This week I’m going to borrow a devotional from one of my daily readings.
“Dr. Victor Frankl, the bold, courageous Jew who became a prisoner during the Holocaust, endured years of indignity and humiliation by the Nazis before he was finally liberated.
At the beginning of his ordeal, he was marched into a Gestapo courtroom, His captors had taken away his home & family, his cherished freedom, his possessions, even his watch and wedding ring.
They had shaved his head and stripped his clothing off his body. There he stood before the German high command, under the glaring lights being interrogated and falsely accused. He was destitute, a helpless pawn in the hands of brutal, prejudiced, sadistic men. He had nothing. NO, that isn’t true, He suddenly realized there was one thing no one could ever take from him-just one. Do you know what it was?
Dr. Frankl realized he still had the power to choose his own attitude. No matter what anyone would ever do to him or regardless of what the future held for him, the attitude choice was his to make. Bitterness or forgiveness, To give up or to go on. Hatred or hope. Determination to endure or the paralysis of self-pity.
Words can never adequately convey the incredible impact of our attitude toward life, or anything else for that matter. The longer I live the more convinced I become that life is 10% what happens to you and 90% how you respond to it.

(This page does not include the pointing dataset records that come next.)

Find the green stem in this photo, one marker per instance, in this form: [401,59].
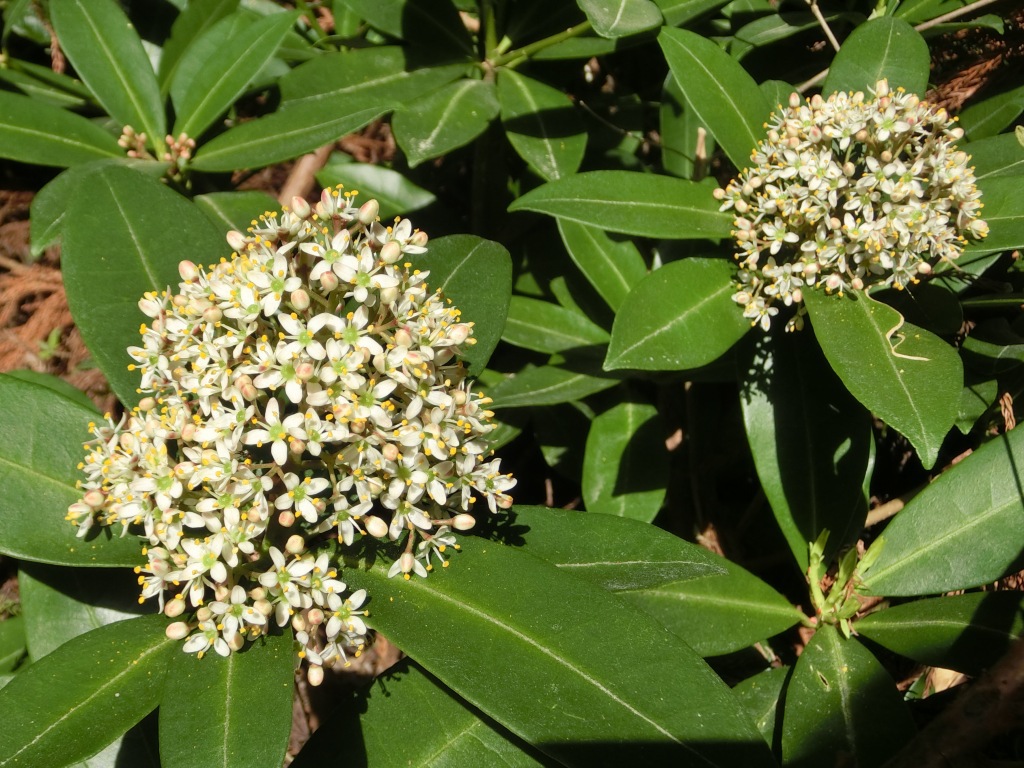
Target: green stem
[515,56]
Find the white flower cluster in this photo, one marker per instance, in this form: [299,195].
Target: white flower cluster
[301,394]
[847,193]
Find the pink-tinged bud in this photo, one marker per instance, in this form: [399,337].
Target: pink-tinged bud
[301,208]
[463,522]
[237,241]
[329,281]
[94,499]
[375,526]
[390,253]
[314,675]
[368,212]
[188,271]
[177,630]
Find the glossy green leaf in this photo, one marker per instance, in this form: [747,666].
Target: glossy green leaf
[110,261]
[544,327]
[988,117]
[720,613]
[395,194]
[906,376]
[962,530]
[611,266]
[542,125]
[476,274]
[559,641]
[222,691]
[283,135]
[723,96]
[59,604]
[224,76]
[72,704]
[679,316]
[883,48]
[235,210]
[626,465]
[433,22]
[49,207]
[12,645]
[762,694]
[189,25]
[632,204]
[621,17]
[444,120]
[811,442]
[438,728]
[108,54]
[616,553]
[364,78]
[1005,215]
[842,701]
[39,457]
[549,385]
[997,156]
[42,134]
[967,633]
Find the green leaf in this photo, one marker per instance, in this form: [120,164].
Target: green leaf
[621,17]
[189,25]
[39,133]
[1005,214]
[997,156]
[72,704]
[811,442]
[612,266]
[906,376]
[720,613]
[961,531]
[444,120]
[544,327]
[632,204]
[542,125]
[395,194]
[761,695]
[679,316]
[437,727]
[108,54]
[616,553]
[235,210]
[559,640]
[49,207]
[42,446]
[723,96]
[433,22]
[626,464]
[206,712]
[110,261]
[842,701]
[476,274]
[283,135]
[967,633]
[224,76]
[550,385]
[988,117]
[364,78]
[59,604]
[883,48]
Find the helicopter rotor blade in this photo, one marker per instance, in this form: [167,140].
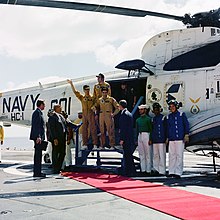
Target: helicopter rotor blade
[91,7]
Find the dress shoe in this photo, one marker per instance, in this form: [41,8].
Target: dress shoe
[42,175]
[84,147]
[95,147]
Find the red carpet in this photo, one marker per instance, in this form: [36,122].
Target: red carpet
[175,202]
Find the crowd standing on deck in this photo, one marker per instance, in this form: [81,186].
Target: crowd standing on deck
[153,135]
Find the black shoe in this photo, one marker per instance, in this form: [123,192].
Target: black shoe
[147,173]
[42,175]
[66,169]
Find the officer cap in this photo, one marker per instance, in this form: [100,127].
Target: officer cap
[123,103]
[101,75]
[86,87]
[104,89]
[143,106]
[174,102]
[50,112]
[156,105]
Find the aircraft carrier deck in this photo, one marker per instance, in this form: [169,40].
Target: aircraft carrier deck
[59,197]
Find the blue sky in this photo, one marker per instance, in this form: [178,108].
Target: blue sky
[41,44]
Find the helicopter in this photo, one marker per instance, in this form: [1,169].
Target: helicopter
[182,64]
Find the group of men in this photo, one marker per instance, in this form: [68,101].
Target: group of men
[98,111]
[156,133]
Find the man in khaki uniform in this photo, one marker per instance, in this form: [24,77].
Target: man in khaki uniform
[88,118]
[97,93]
[106,104]
[1,139]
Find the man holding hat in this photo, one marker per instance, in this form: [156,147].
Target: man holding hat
[144,129]
[178,134]
[107,107]
[88,118]
[97,93]
[159,139]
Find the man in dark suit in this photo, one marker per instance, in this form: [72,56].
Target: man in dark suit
[126,139]
[57,125]
[38,135]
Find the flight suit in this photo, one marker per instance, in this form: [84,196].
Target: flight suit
[88,119]
[97,93]
[105,118]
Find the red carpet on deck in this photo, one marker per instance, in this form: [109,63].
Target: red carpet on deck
[175,202]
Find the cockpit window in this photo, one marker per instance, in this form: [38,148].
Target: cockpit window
[212,31]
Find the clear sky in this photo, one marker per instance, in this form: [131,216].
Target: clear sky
[41,44]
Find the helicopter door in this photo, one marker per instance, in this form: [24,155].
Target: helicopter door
[212,89]
[175,91]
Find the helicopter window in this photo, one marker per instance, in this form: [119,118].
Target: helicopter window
[174,88]
[196,58]
[212,32]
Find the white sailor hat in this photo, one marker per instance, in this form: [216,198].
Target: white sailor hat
[143,106]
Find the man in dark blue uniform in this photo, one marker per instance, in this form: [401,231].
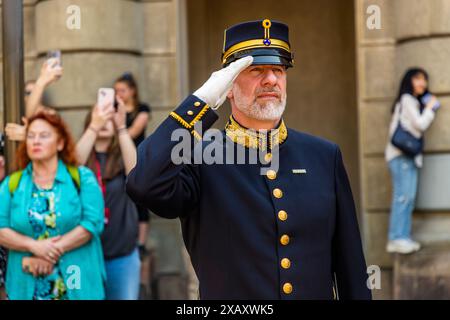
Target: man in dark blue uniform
[289,233]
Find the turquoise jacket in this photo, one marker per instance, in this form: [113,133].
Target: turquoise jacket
[83,268]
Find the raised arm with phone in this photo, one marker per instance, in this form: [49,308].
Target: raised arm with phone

The single most significant decision we can make on a day-to-day basis is our choice of attitude. It is more important than the past, education, bankroll, successes or failures, fame or pain, what other people think of us or say about us, our circumstances or our position. Attitude is what keeps us going or cripples our progress. It alone can fuel our fire or assault our hope. When our attitudes are right, there is no barrier too high, no valley too deep, no dream to extreme or challenge to great.

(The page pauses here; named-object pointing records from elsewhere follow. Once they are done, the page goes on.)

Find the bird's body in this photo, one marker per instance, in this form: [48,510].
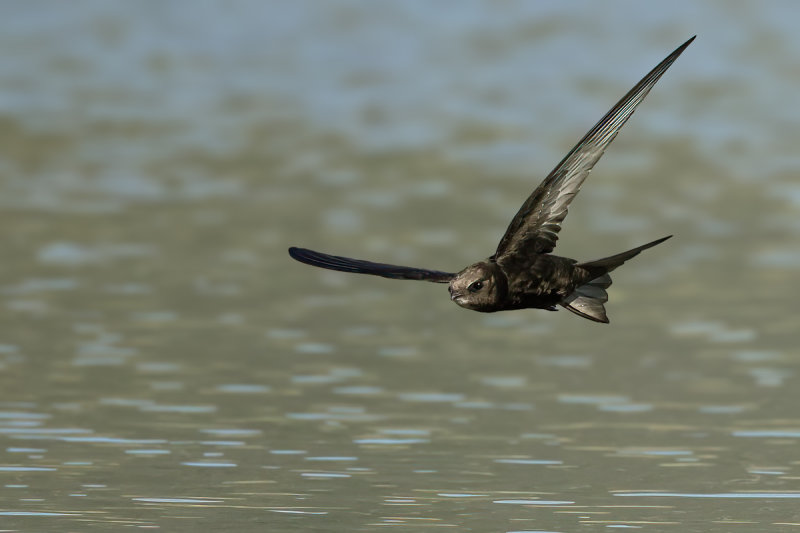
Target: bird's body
[522,273]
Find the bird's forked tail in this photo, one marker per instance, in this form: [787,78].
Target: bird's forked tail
[588,299]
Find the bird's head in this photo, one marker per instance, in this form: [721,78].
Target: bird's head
[480,287]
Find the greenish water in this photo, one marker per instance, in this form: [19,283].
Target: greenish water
[165,364]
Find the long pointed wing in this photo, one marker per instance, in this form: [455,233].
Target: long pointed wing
[358,266]
[536,225]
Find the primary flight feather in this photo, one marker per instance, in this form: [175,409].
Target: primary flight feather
[522,273]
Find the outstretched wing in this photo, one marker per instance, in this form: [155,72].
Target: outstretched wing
[358,266]
[536,225]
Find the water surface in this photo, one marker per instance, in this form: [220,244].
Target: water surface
[164,364]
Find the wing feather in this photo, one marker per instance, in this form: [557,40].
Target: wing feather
[359,266]
[536,225]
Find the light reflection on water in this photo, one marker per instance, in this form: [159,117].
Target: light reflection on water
[163,362]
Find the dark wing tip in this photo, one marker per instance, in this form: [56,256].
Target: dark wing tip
[359,266]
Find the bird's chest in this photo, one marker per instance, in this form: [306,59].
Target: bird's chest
[541,282]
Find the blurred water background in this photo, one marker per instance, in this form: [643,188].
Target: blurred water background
[165,364]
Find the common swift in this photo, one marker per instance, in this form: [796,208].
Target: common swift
[522,273]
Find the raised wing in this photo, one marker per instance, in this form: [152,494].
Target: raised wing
[536,225]
[358,266]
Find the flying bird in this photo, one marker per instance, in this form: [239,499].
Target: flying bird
[522,273]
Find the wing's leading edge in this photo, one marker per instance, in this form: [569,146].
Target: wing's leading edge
[536,225]
[359,266]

Yet we must admit that we spend more of our time concentrating and fretting over the things that can’t be changed than we do giving attention to the one that remains, our choice of attitude.
Stop and think about some of the things that suck up our attention and energy, all of them inescapable (and occasionally demoralizing).”

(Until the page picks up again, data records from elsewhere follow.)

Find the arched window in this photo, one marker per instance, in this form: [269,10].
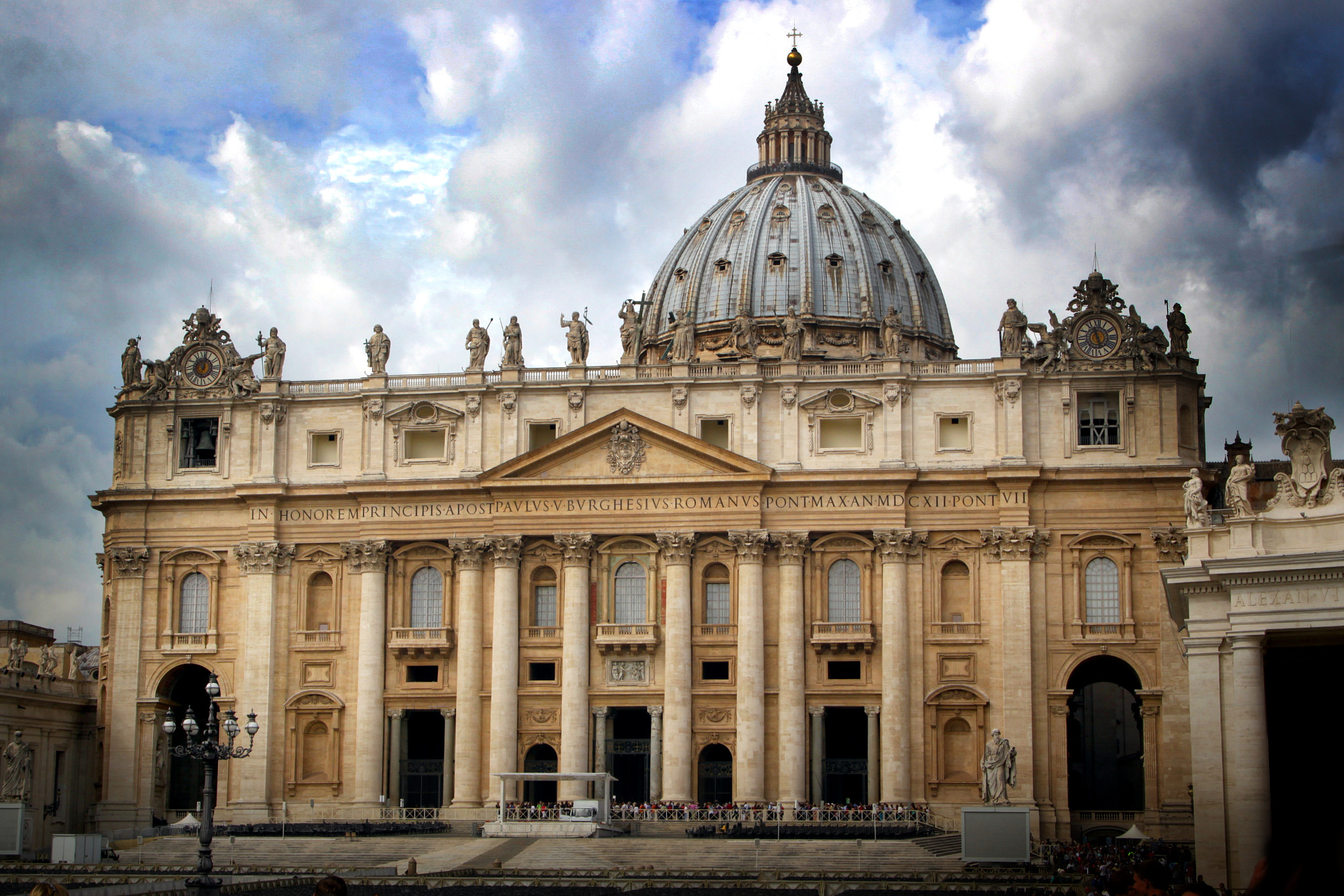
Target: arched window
[843,592]
[956,593]
[319,615]
[631,602]
[1101,586]
[718,610]
[195,605]
[427,598]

So keeping Dr. Frankl in mind. What do we use our time doing? Suffering from an attitude of worry, doubt, distrust, criticism, and any other issues we have no control over? I hope not.
As Christians we need to focus our Life on Christ and the comfort He gives through our Faith and Trust in Him. Let’s make sure our attitude and behavior towards others is based on our Christian Faith and principles.
If there is any doubt or distrust in our life then Prayer is the answer and our Faith should be something we depend on everyday.
If our attitude is one of faith and trust then the other useless attitudes will have no room in our lives.
Loving each other and Christ, with the same devotion as Paul, will ensure our daily attitudes are constructive not destructive.
God’s richest blessing on each of you.